Waterfront Botanical Gardens has given its bonsai collection a job title to match the ambition behind it. Angelica Ramirez was named the gardens’ first bonsai curator, a move that turns a long-running specialty display into a more serious public-facing destination, with the organization saying it wants to build a collection “on par with leading bonsai programs around the world.”

The appointment lands as construction moves ahead on Phase 2A of the gardens’ master plan, which includes the Graeser Family Bonsai Garden, the Joe and Debbie Graviss Bonsai House, the Tree Allée and the Beargrass Creek Overlook. The gardens say the phase will add 2.25 acres and 1,500 feet of walkable pathways, with a grand opening planned for Spring 2027. More than $9.3 million of the $10.5 million fundraising goal for that phase has already been raised.

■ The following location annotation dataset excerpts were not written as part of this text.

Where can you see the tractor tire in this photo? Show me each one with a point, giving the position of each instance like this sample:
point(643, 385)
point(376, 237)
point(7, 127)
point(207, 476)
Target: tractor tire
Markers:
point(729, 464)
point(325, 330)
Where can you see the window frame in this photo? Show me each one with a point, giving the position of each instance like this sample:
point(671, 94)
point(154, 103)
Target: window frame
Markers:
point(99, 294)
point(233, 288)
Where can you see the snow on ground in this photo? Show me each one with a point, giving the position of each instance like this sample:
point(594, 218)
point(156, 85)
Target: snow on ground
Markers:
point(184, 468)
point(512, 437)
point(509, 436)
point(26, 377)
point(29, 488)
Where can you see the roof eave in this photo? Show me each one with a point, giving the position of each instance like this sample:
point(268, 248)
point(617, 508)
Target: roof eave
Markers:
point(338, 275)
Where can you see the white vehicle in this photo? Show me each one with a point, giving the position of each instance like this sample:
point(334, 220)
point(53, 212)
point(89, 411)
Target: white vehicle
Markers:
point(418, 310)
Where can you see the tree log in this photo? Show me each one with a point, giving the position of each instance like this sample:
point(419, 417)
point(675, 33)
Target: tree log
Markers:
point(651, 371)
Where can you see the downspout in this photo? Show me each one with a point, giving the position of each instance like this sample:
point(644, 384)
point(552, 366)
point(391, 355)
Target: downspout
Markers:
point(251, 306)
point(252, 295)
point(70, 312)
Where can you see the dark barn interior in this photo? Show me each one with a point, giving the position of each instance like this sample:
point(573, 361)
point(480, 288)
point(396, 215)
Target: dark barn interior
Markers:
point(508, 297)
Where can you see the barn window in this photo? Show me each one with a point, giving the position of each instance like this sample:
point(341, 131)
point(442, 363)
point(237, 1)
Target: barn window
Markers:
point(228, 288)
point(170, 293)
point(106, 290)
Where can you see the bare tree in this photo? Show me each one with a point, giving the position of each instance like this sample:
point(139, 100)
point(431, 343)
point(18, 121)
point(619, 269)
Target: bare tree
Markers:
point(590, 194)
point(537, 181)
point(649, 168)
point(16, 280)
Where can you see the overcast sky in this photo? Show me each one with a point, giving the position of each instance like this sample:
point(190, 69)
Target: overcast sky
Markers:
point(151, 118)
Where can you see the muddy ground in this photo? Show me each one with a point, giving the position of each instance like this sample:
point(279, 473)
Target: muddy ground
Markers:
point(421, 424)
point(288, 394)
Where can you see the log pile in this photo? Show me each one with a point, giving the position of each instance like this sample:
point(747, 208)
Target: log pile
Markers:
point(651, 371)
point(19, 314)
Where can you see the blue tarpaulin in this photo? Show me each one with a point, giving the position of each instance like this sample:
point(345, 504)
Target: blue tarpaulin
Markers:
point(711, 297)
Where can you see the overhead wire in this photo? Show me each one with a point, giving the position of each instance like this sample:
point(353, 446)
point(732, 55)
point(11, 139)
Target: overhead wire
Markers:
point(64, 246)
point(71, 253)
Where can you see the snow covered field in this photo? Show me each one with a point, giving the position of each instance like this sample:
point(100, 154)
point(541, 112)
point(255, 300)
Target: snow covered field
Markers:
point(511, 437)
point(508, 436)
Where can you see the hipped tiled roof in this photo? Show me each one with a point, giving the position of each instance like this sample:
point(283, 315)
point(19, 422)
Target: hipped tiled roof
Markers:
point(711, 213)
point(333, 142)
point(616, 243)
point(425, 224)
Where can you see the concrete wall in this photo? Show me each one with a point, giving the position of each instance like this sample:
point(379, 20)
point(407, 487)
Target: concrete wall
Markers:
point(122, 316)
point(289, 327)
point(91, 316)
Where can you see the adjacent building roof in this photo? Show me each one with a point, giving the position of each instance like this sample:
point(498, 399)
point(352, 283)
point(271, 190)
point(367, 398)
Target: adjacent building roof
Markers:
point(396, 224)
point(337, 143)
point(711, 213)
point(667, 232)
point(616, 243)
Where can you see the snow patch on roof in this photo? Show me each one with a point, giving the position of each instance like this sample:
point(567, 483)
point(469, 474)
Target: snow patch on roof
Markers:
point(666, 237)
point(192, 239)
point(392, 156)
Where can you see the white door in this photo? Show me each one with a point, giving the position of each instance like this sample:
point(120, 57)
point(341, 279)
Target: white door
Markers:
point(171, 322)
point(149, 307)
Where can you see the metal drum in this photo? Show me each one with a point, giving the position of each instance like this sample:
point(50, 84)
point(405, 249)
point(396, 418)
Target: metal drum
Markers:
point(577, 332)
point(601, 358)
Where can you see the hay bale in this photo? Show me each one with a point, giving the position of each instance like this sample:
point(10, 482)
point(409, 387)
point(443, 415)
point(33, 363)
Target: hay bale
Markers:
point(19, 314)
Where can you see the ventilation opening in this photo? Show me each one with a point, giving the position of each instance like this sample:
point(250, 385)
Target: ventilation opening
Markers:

The bonsai house and display garden are expected to house more than 70 bonsai trees, including a 1,100-year-old niwaki tree and the century-old “Father Paul” boxwood. The display garden is also planned with dormancy storage, a detail that tells you this is being built for real collection care, not just show. It is the kind of infrastructure that lets a garden move from occasional exhibits to year-round stewardship, and it gives Louisville a bonsai installation with the scale to matter well beyond the local scene.

That growth is already showing up in the gardens’ annual Bonsai Weekend, which reached its fourth year in 2026 and drew more than 2,000 visitors from across the country. The 2026 event ran May 29-31 with Jennifer Price as guest artist and judge. It featured workshops, demonstrations, a vendor marketplace, cultural performances, food and drink, and programming with the Asia Institute-Crane House and the Japan/America Society of Kentucky. Tickets were set at $12 in advance, $15 at the door, free for ages 16 and under, and $10 for Waterfront Botanical Gardens and Bonsai Society members.

AI-generated illustration
AI-generated illustration

Ramirez brings the kind of résumé that fits that next step. Before Louisville, she worked as Seasonal Bonsai Assistant at the Chicago Botanic Garden, where she cared for more than 280 bonsai and helped lead educational and public-engagement programming. The National Bonsai Foundation named her its 2023 National Bonsai Apprentice, and said she began practicing bonsai in 2019. She has also studied under Feng Gu, Peter Chan and David Cutchin, and serves on the boards of the American Bonsai Society and the North American Bonsai Federation.

The big shift at Waterfront Botanical Gardens is not just that bonsai has a curator now. It is that Louisville’s collection has finally been given the staffing, space and calendar to grow into the destination it has been inching toward.